The Press Union of Rosario (SPR in Spanish) defended its proposal to add the standard of "actual malice" to the Argentine civil code on Sept. 4, reported the organization's website.

According to the SPR, the proposed bill would protect freedom of expression, the right to information and the relationship that exists between these rights and democracy. The union's proposal was heard by the Chamber of Deputies' Bicameral Commission for Reform, Updating and Unification of the Nation's Civil and Commercial Laws.

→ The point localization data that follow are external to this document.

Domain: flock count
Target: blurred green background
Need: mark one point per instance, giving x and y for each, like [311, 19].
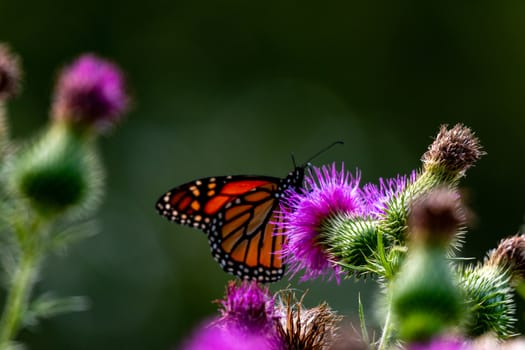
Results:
[234, 87]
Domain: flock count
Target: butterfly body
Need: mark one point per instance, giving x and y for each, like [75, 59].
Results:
[239, 216]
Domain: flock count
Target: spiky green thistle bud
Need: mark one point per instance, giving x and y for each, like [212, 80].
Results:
[490, 305]
[448, 158]
[57, 173]
[425, 296]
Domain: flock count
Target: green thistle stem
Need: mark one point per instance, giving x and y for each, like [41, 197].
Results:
[18, 297]
[387, 331]
[31, 236]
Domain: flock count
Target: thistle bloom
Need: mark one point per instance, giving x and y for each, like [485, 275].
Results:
[376, 197]
[510, 254]
[10, 73]
[453, 151]
[90, 92]
[248, 306]
[302, 328]
[329, 193]
[213, 337]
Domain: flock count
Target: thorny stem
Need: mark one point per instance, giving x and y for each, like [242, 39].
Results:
[387, 330]
[17, 299]
[22, 281]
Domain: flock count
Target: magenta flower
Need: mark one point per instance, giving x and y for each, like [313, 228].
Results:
[91, 92]
[248, 306]
[213, 337]
[328, 193]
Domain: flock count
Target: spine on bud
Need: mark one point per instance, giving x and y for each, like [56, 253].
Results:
[425, 296]
[58, 173]
[490, 306]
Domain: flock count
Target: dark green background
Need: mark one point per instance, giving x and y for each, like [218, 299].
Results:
[227, 87]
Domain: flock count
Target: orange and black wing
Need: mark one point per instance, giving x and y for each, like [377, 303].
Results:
[238, 213]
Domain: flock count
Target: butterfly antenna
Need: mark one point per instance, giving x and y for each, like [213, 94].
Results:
[324, 150]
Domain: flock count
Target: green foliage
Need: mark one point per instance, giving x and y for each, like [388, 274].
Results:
[489, 300]
[425, 295]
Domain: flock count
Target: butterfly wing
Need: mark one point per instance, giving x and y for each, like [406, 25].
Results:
[238, 215]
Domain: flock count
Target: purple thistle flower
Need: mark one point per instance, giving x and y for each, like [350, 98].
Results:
[328, 193]
[211, 336]
[248, 306]
[376, 197]
[443, 343]
[90, 91]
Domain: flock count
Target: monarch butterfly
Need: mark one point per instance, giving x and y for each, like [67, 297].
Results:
[239, 215]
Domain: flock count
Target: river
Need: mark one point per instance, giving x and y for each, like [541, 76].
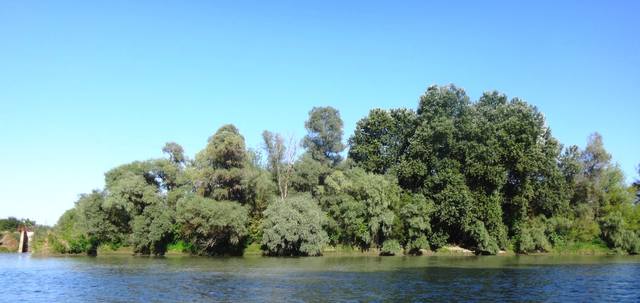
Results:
[26, 278]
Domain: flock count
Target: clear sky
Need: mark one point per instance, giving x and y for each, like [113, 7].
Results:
[88, 85]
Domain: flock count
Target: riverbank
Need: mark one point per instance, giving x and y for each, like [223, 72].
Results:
[570, 249]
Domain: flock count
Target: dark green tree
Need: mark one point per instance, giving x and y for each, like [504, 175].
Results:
[212, 227]
[294, 227]
[324, 135]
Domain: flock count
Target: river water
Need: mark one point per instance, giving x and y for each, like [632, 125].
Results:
[26, 278]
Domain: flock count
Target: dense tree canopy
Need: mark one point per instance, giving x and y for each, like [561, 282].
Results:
[487, 175]
[293, 227]
[324, 138]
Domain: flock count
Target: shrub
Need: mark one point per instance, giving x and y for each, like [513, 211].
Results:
[293, 227]
[390, 248]
[212, 227]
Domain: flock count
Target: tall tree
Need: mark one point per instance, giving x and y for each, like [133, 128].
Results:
[218, 169]
[324, 135]
[175, 152]
[280, 159]
[381, 138]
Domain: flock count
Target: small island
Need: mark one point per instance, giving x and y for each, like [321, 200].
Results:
[452, 176]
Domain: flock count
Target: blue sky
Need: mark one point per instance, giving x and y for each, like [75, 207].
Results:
[88, 86]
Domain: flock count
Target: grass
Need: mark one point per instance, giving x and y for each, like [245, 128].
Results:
[595, 247]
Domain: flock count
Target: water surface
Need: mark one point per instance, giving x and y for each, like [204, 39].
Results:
[27, 278]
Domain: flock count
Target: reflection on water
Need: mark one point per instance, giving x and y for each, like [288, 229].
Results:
[256, 279]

The United States Supreme Court established the standard of actual malice, a cornerstone of freedom of the press, in New York Times Co. v. Sullivan. The newspaper published an article that misreported the number of times civil rights leader Martin Luther King, Jr. had been arrested in Alabama and the error was interpreted as libel by the Montgomery Public Safety commissioner, L. B. Sullivan. The U.S. Supreme Court ruled that the state cannot "award damages to a public official for defamatory falsehood relating to his official conduct unless he proves 'actual malice' -- that the statement was made with knowledge of its falsity or with reckless disregard of whether it was true or false.'"

While libel and slander were struck from the criminal code in Argentina at the request of the the Inter-American Commission on Human Rights, they still stand in the civil code, reported the website Redacción Rosario. SPR Assistant Secretary Alicia Simeoni told the website that the persistence of libel in the civil code forces the Argentine press to censor itself and not pursue certain investigations.